To really understand this book, and what this journey meant at the time, the reader must be made aware of Jules Verne; the first “science-romance” author; and his fabulous writings in the 1870’s, including “Around the World in 80 Days”; and how that book came about. Though the story itself is fantastic; that book involves only technologies which had already been invented; unlike his other works “Journey to the Center of the Earth”, and “20,000 Leagues Under the Sea”, which both relied upon new inventions which were still decades away. His hero, Phileas Fogg, embarks upon his journey as the result of a dare, or wager, made at the local club where he plays whist.

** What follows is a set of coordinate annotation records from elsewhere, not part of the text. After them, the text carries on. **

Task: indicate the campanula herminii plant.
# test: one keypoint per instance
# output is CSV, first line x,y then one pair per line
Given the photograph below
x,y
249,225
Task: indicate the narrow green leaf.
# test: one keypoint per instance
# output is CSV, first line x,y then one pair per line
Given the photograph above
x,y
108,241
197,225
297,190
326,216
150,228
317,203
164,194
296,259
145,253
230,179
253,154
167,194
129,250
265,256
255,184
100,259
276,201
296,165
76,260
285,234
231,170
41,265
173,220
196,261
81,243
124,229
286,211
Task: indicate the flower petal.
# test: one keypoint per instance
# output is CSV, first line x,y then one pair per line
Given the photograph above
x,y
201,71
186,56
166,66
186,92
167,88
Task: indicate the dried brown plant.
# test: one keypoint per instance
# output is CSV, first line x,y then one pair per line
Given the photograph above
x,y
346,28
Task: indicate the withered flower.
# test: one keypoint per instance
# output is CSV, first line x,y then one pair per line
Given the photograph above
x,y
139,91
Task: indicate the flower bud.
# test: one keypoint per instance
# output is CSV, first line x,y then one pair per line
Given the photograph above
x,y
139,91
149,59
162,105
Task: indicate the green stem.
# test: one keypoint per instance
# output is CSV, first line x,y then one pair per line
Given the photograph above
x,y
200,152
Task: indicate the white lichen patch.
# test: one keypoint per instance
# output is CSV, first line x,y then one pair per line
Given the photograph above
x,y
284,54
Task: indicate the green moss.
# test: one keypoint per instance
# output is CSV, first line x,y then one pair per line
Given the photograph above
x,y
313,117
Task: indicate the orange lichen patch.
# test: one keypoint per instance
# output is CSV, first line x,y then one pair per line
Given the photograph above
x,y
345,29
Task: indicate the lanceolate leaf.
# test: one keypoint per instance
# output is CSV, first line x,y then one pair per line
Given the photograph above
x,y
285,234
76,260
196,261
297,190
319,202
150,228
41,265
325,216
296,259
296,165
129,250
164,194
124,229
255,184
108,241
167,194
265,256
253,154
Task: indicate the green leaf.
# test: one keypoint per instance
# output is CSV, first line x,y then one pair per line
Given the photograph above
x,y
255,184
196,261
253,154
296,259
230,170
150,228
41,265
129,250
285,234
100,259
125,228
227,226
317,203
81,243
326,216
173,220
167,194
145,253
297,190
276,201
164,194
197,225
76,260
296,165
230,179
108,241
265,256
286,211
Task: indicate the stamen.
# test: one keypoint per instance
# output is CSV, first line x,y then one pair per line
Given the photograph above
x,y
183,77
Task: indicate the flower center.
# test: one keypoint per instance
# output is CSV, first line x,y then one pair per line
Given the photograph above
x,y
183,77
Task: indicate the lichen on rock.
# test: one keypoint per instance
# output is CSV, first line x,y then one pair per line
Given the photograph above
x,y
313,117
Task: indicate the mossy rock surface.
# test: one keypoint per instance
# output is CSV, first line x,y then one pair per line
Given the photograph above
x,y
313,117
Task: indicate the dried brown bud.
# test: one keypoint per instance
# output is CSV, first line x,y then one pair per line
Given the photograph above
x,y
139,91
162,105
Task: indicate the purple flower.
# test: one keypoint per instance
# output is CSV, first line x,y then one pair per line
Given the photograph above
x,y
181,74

Much to the author’s credit; not only does he supply that background, but he also provides ample background to the story of Ms. Bly, working for the New York World and her race around the world with Elizabeth Bisland, working for Cosmopolitan Magazine. This information really gives an extra dimension to the book, as well as offering a glimpse of what the times were like for women in the days when these two daredevils made their separate journey’s, each traveling around the world in opposite directions.

The feat had been accomplished before, by men who were working their way around the globe. But this was the first trip to be made by a woman, traveling alone, and for the express purpose of traveling, rather than working; though both women were employed in their separate endeavors by their respective publishers.

Embarking from New York; Ms. Bly by steamship to England; and Ms. Bisland by train to San Francisco; the two set off on a journey that each hopes will beat the 80 day’s envisioned in the Jules Verne novel. Filled with all of the charm and mystique of the era, along with wonderful descriptions of what each women saw on her journey, make this book both a history and a travelogue. Some of the countries that these women visited would be erased by the First World War, and some even came back into being after the Cold War. At any rate, the book is crafted in such a way that it would be impossible for any reader to come away from this book without having gained something from the experience.

With women’s rights on the run in the present, sometimes it’s enlightening to look back and relearn the obstacles, and struggles, which women once faced in almost every walk of life. Just ask Nelly Bly; all she wanted to be was a news reporter. If you want to know who won the race you’ll have to read the book, or look it up. I may be many things; but a spoiler is not one of them.